The River City News reached out to the Schottenstein Property Group at its Columbus, Oh. headquarters and when a receptionist answered, a request was made to speak to someone with knowledge of the Latonia properties. Moments later, after being placed on hold, the receptionist hung up the phone without saying anything. Three subsequent phone calls to the company were met with immediate hang-ups without any exchange of words. An email sent to the corporate office was returned as undeliverable.
 
 
Kennedy asked for more emphasis on the Ritte's Corner area. "I am still a firm believer that the five-point area can be developed into shops but it's not gonna happen if we keep going back to the Latonia shopping center," he said.
 
LBA member April Coffee suggested that by pushing to attract new businesses, the city would force Schottenstein's hand.
 
"Let's change their minds for them. Let's put some other businesses in and let's make growth be visible in other parts of Latonia and go around it," Coffee said. "Eventually something is going to happen and they are going to have do something (with the shopping center). Let's grow Latonia now, not in the future when they change their minds."

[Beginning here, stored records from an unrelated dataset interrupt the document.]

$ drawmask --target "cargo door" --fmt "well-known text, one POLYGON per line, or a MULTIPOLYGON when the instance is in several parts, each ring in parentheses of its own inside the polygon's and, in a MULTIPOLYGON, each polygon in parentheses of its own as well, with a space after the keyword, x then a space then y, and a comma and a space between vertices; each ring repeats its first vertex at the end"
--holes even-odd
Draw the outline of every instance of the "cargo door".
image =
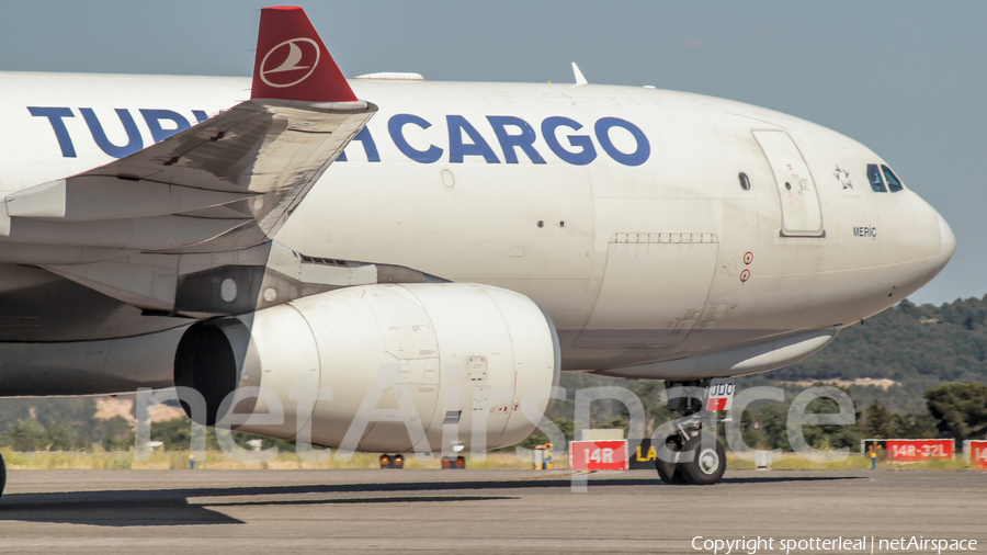
POLYGON ((825 237, 816 183, 792 137, 783 131, 755 131, 774 172, 784 237, 825 237))

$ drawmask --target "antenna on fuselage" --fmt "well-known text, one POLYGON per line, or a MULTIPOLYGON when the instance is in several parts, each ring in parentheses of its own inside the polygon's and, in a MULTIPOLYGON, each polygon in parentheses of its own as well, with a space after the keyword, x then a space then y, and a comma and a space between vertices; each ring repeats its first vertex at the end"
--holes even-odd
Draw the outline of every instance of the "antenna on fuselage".
POLYGON ((572 73, 576 75, 576 84, 588 84, 585 77, 582 77, 582 71, 579 70, 579 66, 576 63, 572 63, 572 73))

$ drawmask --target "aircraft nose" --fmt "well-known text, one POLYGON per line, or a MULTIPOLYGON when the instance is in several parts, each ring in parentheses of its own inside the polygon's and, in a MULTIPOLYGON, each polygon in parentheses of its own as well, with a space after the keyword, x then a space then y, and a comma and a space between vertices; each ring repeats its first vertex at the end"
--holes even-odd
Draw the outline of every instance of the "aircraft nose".
POLYGON ((943 268, 953 258, 953 252, 956 250, 956 236, 953 235, 953 229, 946 224, 942 214, 937 212, 935 215, 939 217, 939 268, 943 268))

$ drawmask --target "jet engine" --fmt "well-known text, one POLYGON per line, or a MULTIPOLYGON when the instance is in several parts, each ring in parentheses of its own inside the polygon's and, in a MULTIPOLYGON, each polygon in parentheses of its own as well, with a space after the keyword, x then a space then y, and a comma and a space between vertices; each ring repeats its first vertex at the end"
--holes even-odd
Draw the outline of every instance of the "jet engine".
POLYGON ((179 342, 174 383, 208 426, 354 451, 447 451, 527 438, 559 369, 555 326, 523 295, 376 284, 198 321, 179 342))

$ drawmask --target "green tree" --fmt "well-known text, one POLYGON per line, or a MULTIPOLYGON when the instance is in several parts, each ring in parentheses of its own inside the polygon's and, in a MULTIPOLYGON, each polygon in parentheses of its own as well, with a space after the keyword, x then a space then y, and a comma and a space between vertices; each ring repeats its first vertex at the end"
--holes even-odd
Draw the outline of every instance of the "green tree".
POLYGON ((987 433, 987 385, 949 383, 926 392, 939 432, 957 441, 987 433))
POLYGON ((67 426, 56 421, 48 422, 48 449, 53 451, 71 451, 78 445, 72 438, 72 431, 67 426))
POLYGON ((48 446, 48 430, 36 418, 21 418, 7 427, 5 442, 14 451, 44 451, 48 446))
POLYGON ((861 426, 861 431, 866 438, 897 438, 898 420, 895 418, 887 407, 881 403, 881 399, 874 399, 866 410, 867 419, 861 426))

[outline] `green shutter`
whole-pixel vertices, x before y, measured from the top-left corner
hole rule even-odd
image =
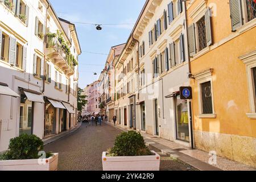
[[[171,58],[171,68],[173,68],[176,65],[174,43],[170,44],[170,56]]]
[[[206,38],[207,42],[207,46],[212,45],[212,27],[210,24],[210,10],[208,9],[205,12],[205,29],[206,29]]]
[[[184,50],[184,36],[183,35],[180,35],[180,61],[181,62],[185,61],[185,53]]]
[[[189,56],[192,56],[196,52],[195,24],[192,24],[188,28],[188,47]]]
[[[36,20],[35,20],[35,35],[36,36],[38,35],[39,23],[39,20],[38,19],[38,17],[36,16]]]
[[[22,52],[22,69],[26,72],[27,69],[27,47],[23,47]]]
[[[36,56],[36,55],[35,53],[34,54],[34,60],[33,60],[33,74],[34,74],[34,75],[37,75],[37,73],[36,73],[37,58],[38,58],[38,56]]]
[[[16,39],[13,36],[10,37],[9,63],[12,65],[15,64],[16,44]]]
[[[232,31],[235,31],[243,24],[241,0],[230,0]]]
[[[29,17],[29,15],[30,15],[30,7],[28,7],[28,6],[27,5],[26,5],[25,15],[26,15],[25,24],[27,26],[28,26],[28,17]]]

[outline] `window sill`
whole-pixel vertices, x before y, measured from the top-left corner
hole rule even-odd
[[[256,113],[246,113],[246,116],[251,119],[256,119]]]
[[[239,34],[242,34],[245,31],[250,30],[251,28],[254,27],[256,25],[256,18],[254,18],[253,20],[250,20],[250,22],[247,22],[245,24],[242,25],[238,28],[237,28],[237,32]]]
[[[201,114],[197,115],[199,118],[216,118],[217,114]]]

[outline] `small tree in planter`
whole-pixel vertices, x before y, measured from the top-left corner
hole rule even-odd
[[[135,131],[117,136],[114,146],[103,152],[104,171],[159,171],[160,156],[146,146],[140,133]]]
[[[44,158],[39,155],[43,154],[43,142],[35,135],[11,139],[9,150],[0,156],[0,171],[57,169],[58,154],[48,153]]]

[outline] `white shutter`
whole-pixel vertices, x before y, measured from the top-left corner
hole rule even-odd
[[[30,7],[28,7],[28,6],[27,5],[26,6],[26,21],[25,21],[25,24],[28,26],[28,17],[30,15]]]
[[[1,51],[2,51],[2,37],[3,33],[2,31],[0,30],[0,59],[1,59]]]
[[[10,36],[10,47],[9,47],[9,63],[12,65],[15,64],[16,48],[16,39],[13,36]]]
[[[38,59],[38,56],[35,53],[34,55],[34,60],[33,60],[33,74],[34,74],[34,75],[37,75],[37,73],[36,73],[37,59]]]
[[[26,72],[27,69],[27,47],[23,46],[22,54],[22,69]]]
[[[40,72],[40,77],[44,79],[44,60],[41,58],[41,71]]]
[[[188,28],[188,47],[189,56],[192,56],[196,53],[196,39],[195,34],[195,25],[192,24]]]
[[[242,5],[241,0],[230,0],[229,4],[232,31],[235,31],[243,24]]]
[[[206,29],[206,34],[207,34],[207,46],[210,46],[212,43],[212,27],[210,24],[210,16],[211,12],[209,9],[207,9],[205,12],[205,29]]]

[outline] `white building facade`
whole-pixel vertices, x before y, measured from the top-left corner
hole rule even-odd
[[[0,17],[1,152],[22,134],[46,139],[76,125],[81,49],[48,1],[0,1]]]

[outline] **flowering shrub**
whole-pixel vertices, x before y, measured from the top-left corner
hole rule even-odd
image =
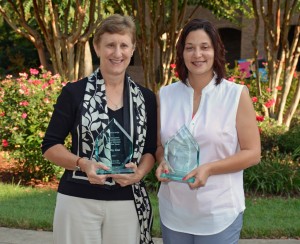
[[[0,82],[0,150],[9,151],[27,180],[46,181],[59,168],[43,158],[41,143],[64,83],[42,66],[17,78],[7,75]]]

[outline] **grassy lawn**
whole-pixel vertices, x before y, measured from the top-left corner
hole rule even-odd
[[[56,192],[0,184],[0,226],[52,230]],[[158,204],[154,210],[153,236],[160,236]],[[248,197],[242,238],[300,238],[300,197]]]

Regardless of plans for the shopping center, Warner said the city will be moving forward with its efforts to attract the suggested companies, which Buxton will contact on Covington's behalf, explaining why the data shows Latonia as an ideal fit for them. The data, Warner said, will also be useful for the city to use when attracting local businesses and regional chains since Buxton only evaluates national ones. 

"We can go to a local or regional company and say, look, we have this data that shows Ritte's Corner is a good place for you," Warner said.